Si dirà: ma in Italia, se dovessero decidere di vendere pezzi così importanti della nostra economia, si leverebbe un coro di critiche bipartisan che si incontrerebbero nello slogan “stiamo svendendo il Paese”. Anche in questo caso, la Gran Bretagna dovrebbe servirci da esempio: l’Ipo della Royal Mail è stato accompagnato da notevoli polemiche. Ma, si badi bene, non sull’opportunità o meno di mettere sul mercato l’azienda quanto, piuttosto, sul prezzo di collocamento. Secondo alcuni analisti, il costo per azione sarebbe dovuto essere quasi doppio, a quota 600 pence, producendo un ricavato di sei miliardi di sterline. Il governo guidato da David Cameron è accusato di aver svenduto il proprio gioiellino.

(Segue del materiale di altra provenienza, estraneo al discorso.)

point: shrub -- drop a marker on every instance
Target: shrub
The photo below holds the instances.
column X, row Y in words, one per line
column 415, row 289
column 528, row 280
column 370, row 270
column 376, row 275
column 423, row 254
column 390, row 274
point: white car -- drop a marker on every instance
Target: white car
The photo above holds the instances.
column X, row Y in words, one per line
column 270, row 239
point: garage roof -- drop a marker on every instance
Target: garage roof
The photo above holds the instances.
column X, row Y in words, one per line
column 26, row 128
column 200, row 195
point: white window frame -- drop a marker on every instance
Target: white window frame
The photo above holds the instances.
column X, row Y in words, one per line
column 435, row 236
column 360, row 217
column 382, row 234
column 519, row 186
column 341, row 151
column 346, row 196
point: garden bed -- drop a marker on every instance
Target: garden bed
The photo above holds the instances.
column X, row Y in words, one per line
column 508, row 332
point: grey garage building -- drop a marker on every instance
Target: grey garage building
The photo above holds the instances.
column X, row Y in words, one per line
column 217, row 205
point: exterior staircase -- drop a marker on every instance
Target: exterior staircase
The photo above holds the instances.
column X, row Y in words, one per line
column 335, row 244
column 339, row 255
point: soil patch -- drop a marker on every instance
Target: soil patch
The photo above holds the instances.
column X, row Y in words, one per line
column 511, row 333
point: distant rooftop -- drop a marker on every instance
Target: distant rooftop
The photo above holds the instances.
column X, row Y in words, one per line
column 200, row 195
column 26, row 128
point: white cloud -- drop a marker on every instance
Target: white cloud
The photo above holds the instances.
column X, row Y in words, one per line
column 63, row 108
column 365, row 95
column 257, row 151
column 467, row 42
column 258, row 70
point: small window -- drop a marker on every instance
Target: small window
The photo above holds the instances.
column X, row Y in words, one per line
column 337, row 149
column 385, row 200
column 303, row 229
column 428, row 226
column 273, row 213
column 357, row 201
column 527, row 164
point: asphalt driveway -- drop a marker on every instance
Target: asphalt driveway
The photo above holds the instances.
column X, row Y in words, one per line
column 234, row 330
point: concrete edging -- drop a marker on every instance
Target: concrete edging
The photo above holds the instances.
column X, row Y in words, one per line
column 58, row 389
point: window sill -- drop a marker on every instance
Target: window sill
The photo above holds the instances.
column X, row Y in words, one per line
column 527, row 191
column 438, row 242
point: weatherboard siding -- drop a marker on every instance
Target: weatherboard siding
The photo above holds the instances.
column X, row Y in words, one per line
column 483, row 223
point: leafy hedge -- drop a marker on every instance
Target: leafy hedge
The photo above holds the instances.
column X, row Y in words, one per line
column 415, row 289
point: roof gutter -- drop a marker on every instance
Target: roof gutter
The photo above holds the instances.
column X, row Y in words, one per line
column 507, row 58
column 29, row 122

In Italia, invece, riusciamo a creare papocchi imbarazzanti, come nel caso Telecom: lasciamo che gli spagnoli ne prendano il controllo e poi proviamo a tornare sui nostri passi quando ci rendiamo conto che il danno rischia di essere drammatico, con una legge retroattiva sulla “golden power” che non incontrerà gli affetti dell’Ue. Oltretutto la storia dovrebbe insegnarci che le privatizzazioni, se ben fatte, producono un circolo virtuoso che dà nuova linfa all’economia. Il caso Eni è, da questo punto di vista, un esempio lampante: il Tesoro ha tenuto per sé una quota di poco superiore al 30%, ha collocato il resto in Borsa e ora il titolo rende circa il 6% all’anno. E nessuno si è mai sognato di dire che stavamo lasciando in mano al mercato un asset strategico come quello dell’energia.
Se Letta e i suoi ministri vogliono davvero iniziare un percorso di risalita, forse è bene che comincino a guardare agli esempi virtuosi che ci sono in Europa. Evitando la contemporanea spoliazione del sistema industriale e la paralisi istituzionale. Un obiettivo da raggiungere prima che sia troppo tardi.